To talk to Leonard now about an album that was originally self-released at the beginning of 2012, before being snapped up for an official launch by Mary Epworth’s Hand of Glory label last year, is to find an artist already dismissive of its contents – not out of self-deprecation, more an eagerness to progress and a desire to move on from songs that he’s been playing for the best part of four years. “There was a musical narrative but a lot of the words were gibberish,” he says. “I wrote them as I was recording. I’ve started taking lyric writing more seriously – particularly with the new record; but I never used to, I found them a bit tedious.” Not that Bowler Hat Soup is a record without lyrical content. Take Brunswick Street for instance: “It’s this street in Australia in Melbourne that’s full of hipsters,” he explains, fully aware that we’re sitting in a café in an area of Manchester that shares plenty of Brunswick Street’s traits. “And I remember walking around it and thinking it was full of fucking arseholes… but now I’m one of them!”

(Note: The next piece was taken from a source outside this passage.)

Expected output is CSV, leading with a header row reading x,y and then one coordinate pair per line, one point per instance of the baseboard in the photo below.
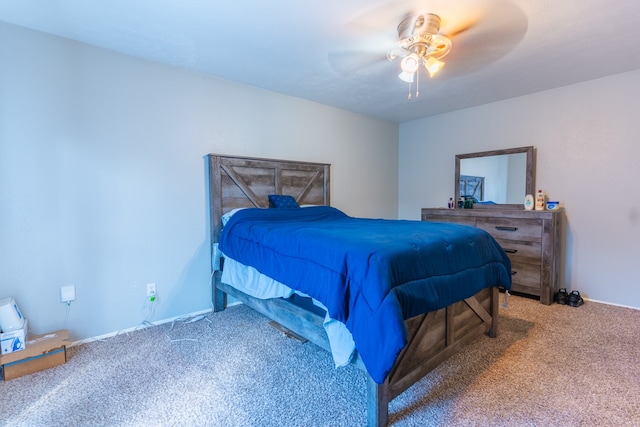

However Leonard is still relatively new to Manchester as a city; his live experiences were largely confined to playing DIY all-dayers in the basements of its suburbs and the bar room floors of the Northern Quarter, until he was suddenly plucked to play at the BBC’s two-day event alongside the likes of Bugg, The National, Damon Albarn and Wild Beasts among many others. “It was quite stressful,” he says of jumping up to play in front of hundreds of people. I wouldn’t say it was unpleasant, but it was surreal.” It’s something you suspect Leonard can expect more of, as he continues to make the most of the choices on offer.